My husband and I have a longstanding difference of opinion that will not be resolved in both of our lifetimes. The disagreement relates to how we want to be “funeralized” when we die. Necessarily, the first to go will lose the ability to police his or her own funeral arrangements.

Bottom line, my mate thinks that funerals, wakes, and visitations should be completely somber affairs with audible wailing, boxes of tissues, and mournful missing of the deceased. No broad grins allowed, only muted, heartfelt smiles as you speak with the bereaved about the departed. I, on the other hand, embrace the Southern concept of celebrating the dead with food and drink as stories of the deceased are shared through tears mixed with laughter and sorrow.

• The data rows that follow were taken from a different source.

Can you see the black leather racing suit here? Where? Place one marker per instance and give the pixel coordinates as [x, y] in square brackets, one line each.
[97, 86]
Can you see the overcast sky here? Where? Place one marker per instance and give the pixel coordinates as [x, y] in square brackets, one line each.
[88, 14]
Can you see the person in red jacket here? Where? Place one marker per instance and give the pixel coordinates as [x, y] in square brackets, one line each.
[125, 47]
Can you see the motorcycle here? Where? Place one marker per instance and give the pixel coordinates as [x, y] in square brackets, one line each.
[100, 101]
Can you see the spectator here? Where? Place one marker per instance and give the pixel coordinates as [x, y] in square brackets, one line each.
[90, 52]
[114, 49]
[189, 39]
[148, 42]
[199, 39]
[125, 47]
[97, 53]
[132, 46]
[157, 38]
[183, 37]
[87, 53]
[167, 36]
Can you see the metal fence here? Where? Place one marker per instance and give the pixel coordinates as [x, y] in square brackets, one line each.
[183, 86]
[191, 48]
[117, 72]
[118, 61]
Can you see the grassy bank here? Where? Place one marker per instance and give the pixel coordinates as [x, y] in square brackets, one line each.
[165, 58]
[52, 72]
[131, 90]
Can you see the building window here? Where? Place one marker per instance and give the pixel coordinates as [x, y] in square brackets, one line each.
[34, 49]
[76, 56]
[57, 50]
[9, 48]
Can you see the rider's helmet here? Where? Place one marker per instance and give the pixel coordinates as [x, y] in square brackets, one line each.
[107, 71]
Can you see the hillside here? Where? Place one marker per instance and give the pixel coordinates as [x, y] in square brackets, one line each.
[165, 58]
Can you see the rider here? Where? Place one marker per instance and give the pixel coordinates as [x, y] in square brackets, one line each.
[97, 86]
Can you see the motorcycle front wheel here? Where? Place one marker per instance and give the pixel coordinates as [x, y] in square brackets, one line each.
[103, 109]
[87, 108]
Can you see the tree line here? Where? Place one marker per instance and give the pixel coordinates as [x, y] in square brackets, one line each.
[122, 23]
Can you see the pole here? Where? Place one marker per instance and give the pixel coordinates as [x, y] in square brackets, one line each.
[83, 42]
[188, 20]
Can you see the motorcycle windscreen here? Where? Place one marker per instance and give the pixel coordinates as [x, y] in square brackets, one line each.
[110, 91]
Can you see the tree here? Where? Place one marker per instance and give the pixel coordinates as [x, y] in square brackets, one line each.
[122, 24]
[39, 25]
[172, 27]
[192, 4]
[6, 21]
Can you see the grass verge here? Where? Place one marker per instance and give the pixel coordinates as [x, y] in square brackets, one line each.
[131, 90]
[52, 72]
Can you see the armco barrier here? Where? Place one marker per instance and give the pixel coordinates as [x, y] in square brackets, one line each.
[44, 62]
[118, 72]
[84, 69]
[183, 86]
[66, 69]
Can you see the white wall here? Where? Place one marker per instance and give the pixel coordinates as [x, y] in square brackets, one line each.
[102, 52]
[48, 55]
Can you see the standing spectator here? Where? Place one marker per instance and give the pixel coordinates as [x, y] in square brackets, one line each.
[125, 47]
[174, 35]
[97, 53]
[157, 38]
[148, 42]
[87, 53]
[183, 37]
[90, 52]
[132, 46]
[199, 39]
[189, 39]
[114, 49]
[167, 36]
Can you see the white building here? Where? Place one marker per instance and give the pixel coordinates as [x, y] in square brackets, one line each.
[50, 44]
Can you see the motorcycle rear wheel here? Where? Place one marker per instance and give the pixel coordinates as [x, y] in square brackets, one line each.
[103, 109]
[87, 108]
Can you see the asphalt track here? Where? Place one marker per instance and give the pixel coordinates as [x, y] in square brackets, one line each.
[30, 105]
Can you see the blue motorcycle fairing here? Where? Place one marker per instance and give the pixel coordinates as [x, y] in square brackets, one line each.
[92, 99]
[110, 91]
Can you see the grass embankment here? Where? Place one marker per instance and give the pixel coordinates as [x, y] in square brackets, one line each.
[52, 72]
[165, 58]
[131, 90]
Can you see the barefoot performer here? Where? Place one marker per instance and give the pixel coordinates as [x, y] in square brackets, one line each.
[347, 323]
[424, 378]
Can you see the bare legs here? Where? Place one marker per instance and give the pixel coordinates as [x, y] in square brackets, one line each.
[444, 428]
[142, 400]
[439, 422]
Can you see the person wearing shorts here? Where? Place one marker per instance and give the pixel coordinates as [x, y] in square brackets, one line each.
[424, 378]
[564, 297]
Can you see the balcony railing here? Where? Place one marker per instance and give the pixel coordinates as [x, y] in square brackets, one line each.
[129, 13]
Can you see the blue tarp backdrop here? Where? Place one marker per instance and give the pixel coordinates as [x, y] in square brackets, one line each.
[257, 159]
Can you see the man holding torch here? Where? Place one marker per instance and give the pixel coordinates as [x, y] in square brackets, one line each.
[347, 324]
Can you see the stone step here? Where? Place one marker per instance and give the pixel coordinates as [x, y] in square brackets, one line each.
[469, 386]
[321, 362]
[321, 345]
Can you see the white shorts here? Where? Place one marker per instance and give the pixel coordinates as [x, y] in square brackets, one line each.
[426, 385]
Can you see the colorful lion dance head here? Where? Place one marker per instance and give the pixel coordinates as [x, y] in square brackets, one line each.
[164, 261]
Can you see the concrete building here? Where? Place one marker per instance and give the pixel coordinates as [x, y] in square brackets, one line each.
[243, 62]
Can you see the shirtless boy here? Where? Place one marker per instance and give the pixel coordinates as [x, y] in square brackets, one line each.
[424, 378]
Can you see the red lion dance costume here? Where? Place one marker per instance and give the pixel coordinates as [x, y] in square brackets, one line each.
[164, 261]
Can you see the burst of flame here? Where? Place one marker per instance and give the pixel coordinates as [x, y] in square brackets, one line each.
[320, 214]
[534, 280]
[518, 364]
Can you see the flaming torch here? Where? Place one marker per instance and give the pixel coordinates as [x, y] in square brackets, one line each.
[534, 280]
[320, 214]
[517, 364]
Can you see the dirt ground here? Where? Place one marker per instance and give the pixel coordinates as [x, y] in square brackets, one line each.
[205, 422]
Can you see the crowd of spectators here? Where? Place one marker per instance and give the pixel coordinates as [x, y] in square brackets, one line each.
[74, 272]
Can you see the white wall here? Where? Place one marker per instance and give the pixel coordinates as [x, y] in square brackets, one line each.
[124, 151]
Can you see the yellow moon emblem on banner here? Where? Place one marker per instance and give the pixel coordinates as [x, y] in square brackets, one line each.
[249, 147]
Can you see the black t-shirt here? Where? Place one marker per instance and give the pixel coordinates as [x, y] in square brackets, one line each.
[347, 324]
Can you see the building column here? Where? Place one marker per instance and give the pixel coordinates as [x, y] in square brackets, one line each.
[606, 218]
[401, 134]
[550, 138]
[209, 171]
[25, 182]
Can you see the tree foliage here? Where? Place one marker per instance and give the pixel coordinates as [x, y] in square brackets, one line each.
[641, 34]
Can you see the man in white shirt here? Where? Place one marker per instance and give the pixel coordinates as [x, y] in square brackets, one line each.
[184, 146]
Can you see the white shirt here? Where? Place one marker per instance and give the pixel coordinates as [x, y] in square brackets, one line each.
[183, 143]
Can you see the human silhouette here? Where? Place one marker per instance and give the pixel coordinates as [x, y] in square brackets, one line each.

My mother-in-law’s passing was my first experience of losing a family member as an adult. Several years later, I lost my own mother. Mind you, these times were very difficult, but the outpouring of support and sympathy from people far and wide eased the pain. Importantly, the experiences of how my family and I were cared for shaped how I respond when I hear the news that someone is grieving the loss of a family member. So now, I strive to pay forward the expressions of sympathy that helped me deal with my sorrow.

Comfort food: Sharing food is a wonderful way to show support, care, and love. Within hours of word getting out about Nana’s death, food was arriving at the door. Homemade casseroles, warm cakes directly from the oven, and store-bought, ready-to-eat favorites were dropped off. Friends nourished and nurtured the whole family in our time of need. Tip: If you are coordinating a meal for the bereaved family, first inquire about allergies and dislikes. Also find out the best day and time for delivery and whether they would like help serving food to the family.

Sympathy notes: Receiving notes from people who knew and loved my mother-in-law and my mom was very meaningful. Not only did the writings offer comfort, they affirmed that memories of lost loved ones were shared by others, providing a sense of community, even with people I had never met. Also, receiving notes from friends who never knew my mom was immensely touching and supportive. Tip: Write the note, whether or not you knew the person who died. If you have a specific memory of the deceased, share it. 

Say something: Death and talking about loss make us uncomfortable, but recognizing the death of a loved one is simply kind. I can remember how hard it was getting back to normal after Mom died. Having her death acknowledged was immensely helpful, long after her funeral. Tip: All you have to say is, “I heard about your loss, and I am sorry.” If the bereaved wants to say more, just listen.

There are more ways to express sympathy and be present for someone who is grieving, such as memorial gifts, flowers delivered to the bereaved, even minding the house during the funeral service. Death is something we will all experience; choosing to support one another through difficult times is what makes us human.

I’m here if you need me. Until then, y’all behave.